“Nicolae Minovici” House (1905, architect Cristofi Cerchez)
[update, photos taken April-July 2016]
This citadel like house represents an exceptional example of Bucharest’s cultural and architectural heritage. It was completed in 1905, on a large plot of land, on what were then the outskirts of the city, at the request and under the guidance of Prof. Dr. Nicolae Minovici, a personality of his time. The house was one of the first -if not the first- private home designed in the emerging Neo-Romanian style, becoming a reference point for this architectural style.
The Neo-Romanian is a unique local architectural style, that developed starting with the late 19th century and up to the Second World War. Among the distinguishing features of the style are the massive appearance and the presence of the veranda-tower (the Romanian word is “foisor”), originating in the medieval fortified boyar manor houses (“kullas”), a regional variant of the Ottoman tower houses common in the Balkans.
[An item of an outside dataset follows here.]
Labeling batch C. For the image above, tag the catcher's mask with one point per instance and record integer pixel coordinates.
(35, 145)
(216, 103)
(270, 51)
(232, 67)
Dr Minovici’s house was famous for the bells hanging in its foisor, which were tinkling in the wind to the delight of people passing by in horse-drawn carriages. The villa was conceived to shelter the owner’s valuable collection of folk art, and became the first Romanian Folk Art Museum in the country.
Nicolae Minovici Museum is currently undergoing a major refurbishment project, but the site is well worth a stopover to admire its architecture, the rich exterior stone decorations and the garden.